Quadrat1080 × 10801:1u.a. Grid-Vorschau (App)
Highlightsimmer 150 × 1501:1 (Kreis)Profilseite
Reel-Coversinnvoll: 1080 × 19209:16Safety Zones bachten! 3:4 im Feed-Grid (Web), 3:4 oder 1:1 im Feed-Grid (App), 10:16 im Reels-Grid (Web),
9:16 im Reels-Grid (App)
Profilbildimmer 320 x 320 1:1 (Kreis)Überall
  • Vorbemerkung 1: Alle Medien kannst du in größeren Formaten anlegen, also in Vielfachen der Basis-Pixel. Zum Export aus Bildbearbeitungsprogrammen ist das Format .PNG zurecht beliebt, da die Qualität vor dem Upload hoch ist. Instagram komprimiert es nach dem Upload ohnehin; besser wird das Bild dadurch nicht.
  • Vorbemerkung 2: Instagram kommt prinzipiell mit allen Größen und Seitenverhältnissen klar.
    • Für Bilder sind u.a. 1:1, 4:5 (Hochformat) und 16:9 (Querformat) gängig. Dein originales Ausgangsformat geht auch.
      • Ausnahme: Extreme Querformate (Panoramabilder, bspw: 21:9 Kino-Format) werden beschnitten.
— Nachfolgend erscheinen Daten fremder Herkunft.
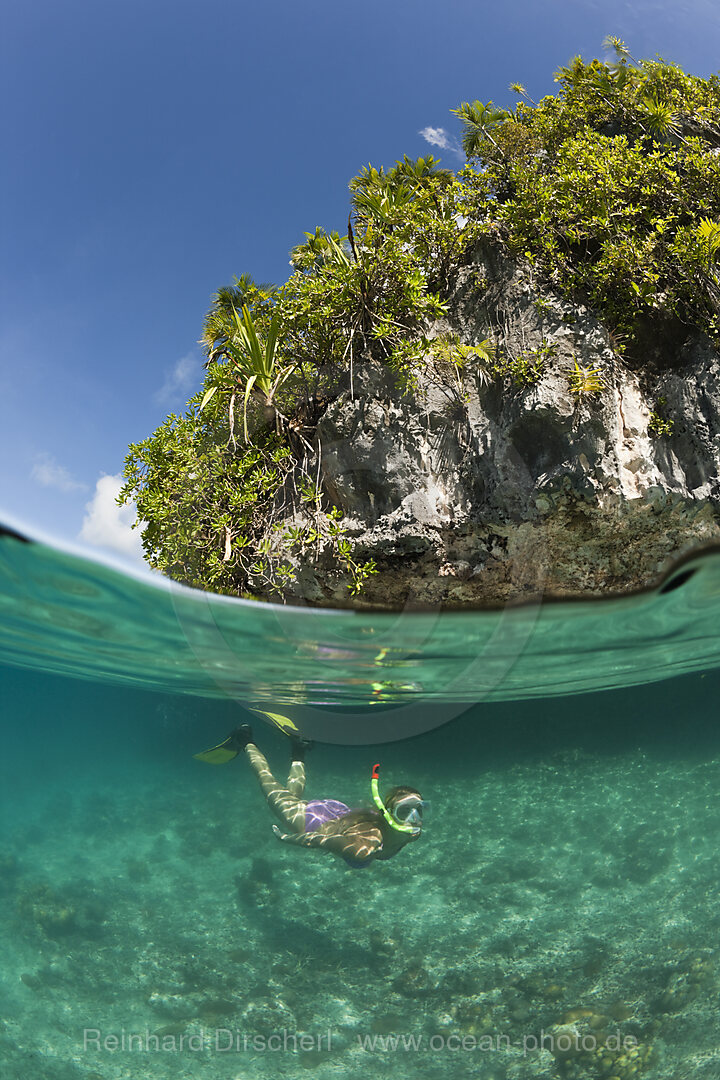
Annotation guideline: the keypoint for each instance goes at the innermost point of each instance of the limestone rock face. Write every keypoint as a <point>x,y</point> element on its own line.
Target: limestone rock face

    • ABER: In der „Gesamtübersicht“ über alle Beiträge deines Accounts ist das Vorschaubild im Grid im Format 4:5 oder 1:1, abhängig von Web oder App. Es sieht besser aus, wenn in jedem Fall die wesentlichen Bildinhalte (vor allem Texte) in diesem Teil des Bildes enthalten sind. Wenn es nur ein Foto ist, ist es egal.
  • Basis-Medienformat für den „Feed“, also normale Beiträge / Postings:
    • 1350 Pixel in der Höhe und 1080 Pixel in der Breite, also Hochformat (4:5). Reels in der Wiedergabe im Feed werden maximal in diesem Format ausgespielt.
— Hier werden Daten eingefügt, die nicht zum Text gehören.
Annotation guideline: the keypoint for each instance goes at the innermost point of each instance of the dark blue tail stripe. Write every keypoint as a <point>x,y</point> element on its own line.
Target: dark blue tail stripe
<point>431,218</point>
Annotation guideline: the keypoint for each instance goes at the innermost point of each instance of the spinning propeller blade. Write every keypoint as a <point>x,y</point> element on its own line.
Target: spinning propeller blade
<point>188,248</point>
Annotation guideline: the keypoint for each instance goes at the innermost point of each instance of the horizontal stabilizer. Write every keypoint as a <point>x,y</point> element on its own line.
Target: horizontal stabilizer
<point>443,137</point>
    • Dieses Format ist für Bilder und Videos also sinnvoll! Ausnahme: Du hast ein Video, aus dem du später eine Story bzw. ein Highlight machen willst. Dann ist 9:16 besser, weil formatfüllender. Oder du kannst mit Balken oben und unten leben.
  • Basis-Medienformat für „Storys“:
    • 1920 Pixel in der Höhe und 1080 Pixel in der Breite, also Hochformat (9:16).
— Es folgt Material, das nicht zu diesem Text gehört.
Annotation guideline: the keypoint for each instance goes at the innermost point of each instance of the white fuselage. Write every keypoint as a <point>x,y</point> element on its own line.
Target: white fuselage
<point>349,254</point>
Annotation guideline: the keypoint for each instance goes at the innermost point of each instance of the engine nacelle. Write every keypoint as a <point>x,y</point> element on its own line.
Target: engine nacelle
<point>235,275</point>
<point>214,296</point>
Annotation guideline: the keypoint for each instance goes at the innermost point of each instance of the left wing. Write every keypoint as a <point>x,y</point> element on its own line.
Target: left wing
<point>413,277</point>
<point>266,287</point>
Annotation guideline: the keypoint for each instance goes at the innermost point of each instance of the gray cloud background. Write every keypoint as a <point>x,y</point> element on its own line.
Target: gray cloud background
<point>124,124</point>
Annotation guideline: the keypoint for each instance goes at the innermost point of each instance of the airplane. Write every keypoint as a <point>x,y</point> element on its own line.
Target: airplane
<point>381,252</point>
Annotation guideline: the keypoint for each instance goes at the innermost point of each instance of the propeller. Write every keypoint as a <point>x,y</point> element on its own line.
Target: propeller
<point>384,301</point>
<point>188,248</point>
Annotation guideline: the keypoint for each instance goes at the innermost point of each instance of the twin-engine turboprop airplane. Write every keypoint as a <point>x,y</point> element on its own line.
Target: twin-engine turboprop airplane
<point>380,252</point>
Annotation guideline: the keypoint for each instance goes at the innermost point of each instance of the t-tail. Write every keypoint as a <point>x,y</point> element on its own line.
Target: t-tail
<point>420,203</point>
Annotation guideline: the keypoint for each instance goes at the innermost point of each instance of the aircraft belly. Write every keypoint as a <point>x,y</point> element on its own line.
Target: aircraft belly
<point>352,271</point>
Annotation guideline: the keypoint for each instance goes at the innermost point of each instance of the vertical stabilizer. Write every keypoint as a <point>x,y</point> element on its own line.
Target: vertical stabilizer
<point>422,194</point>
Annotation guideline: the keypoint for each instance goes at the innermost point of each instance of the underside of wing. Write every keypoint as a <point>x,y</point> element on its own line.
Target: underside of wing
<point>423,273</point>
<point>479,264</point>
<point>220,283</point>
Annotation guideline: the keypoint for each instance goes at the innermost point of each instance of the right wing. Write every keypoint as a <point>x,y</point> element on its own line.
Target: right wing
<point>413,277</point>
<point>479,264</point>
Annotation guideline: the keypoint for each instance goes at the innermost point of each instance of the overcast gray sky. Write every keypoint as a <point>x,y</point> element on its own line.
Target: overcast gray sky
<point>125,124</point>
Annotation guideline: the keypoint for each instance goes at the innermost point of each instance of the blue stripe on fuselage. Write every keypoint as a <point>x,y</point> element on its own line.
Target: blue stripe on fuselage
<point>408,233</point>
    • Wenn man ein 9:16 „Reel“ zur „Story“ „konvertiert“, passt das automatisch. Ein teilweise guter Workflow ist also: Etwas als Reel posten und dann als Story „recyceln“. Und aus der Story kannst du dann ein „Highlight“ machen. Teils geht das natürlich auch in umgekehrter Reihenfolge.
      Vorplanen von Stories (also das automatisierte Posten zu einem Termin) geht u.a. über die Meta Business Suite oder externe Tools wie buffer.com.
      Nur in Stories kannst du als „Normalo-Account“ (in der App) Sticker mit Buttons (und URLs „nach draußen“) einbauen.
    • Frustfaktor 1: Eine Story kannst du auch aus mehreren Bildern bauen, bspw. ein Mix aus Hoch- und Querformat. Instagram akzeptiert das, baut aber – du kennst das – farbige (oder schwarze) Balken oben und unten ein. Das vermeidest du, indem du deine Story-Bilder bzw. -Videos in 9:16 anlegst bzw. vorher konvertierst.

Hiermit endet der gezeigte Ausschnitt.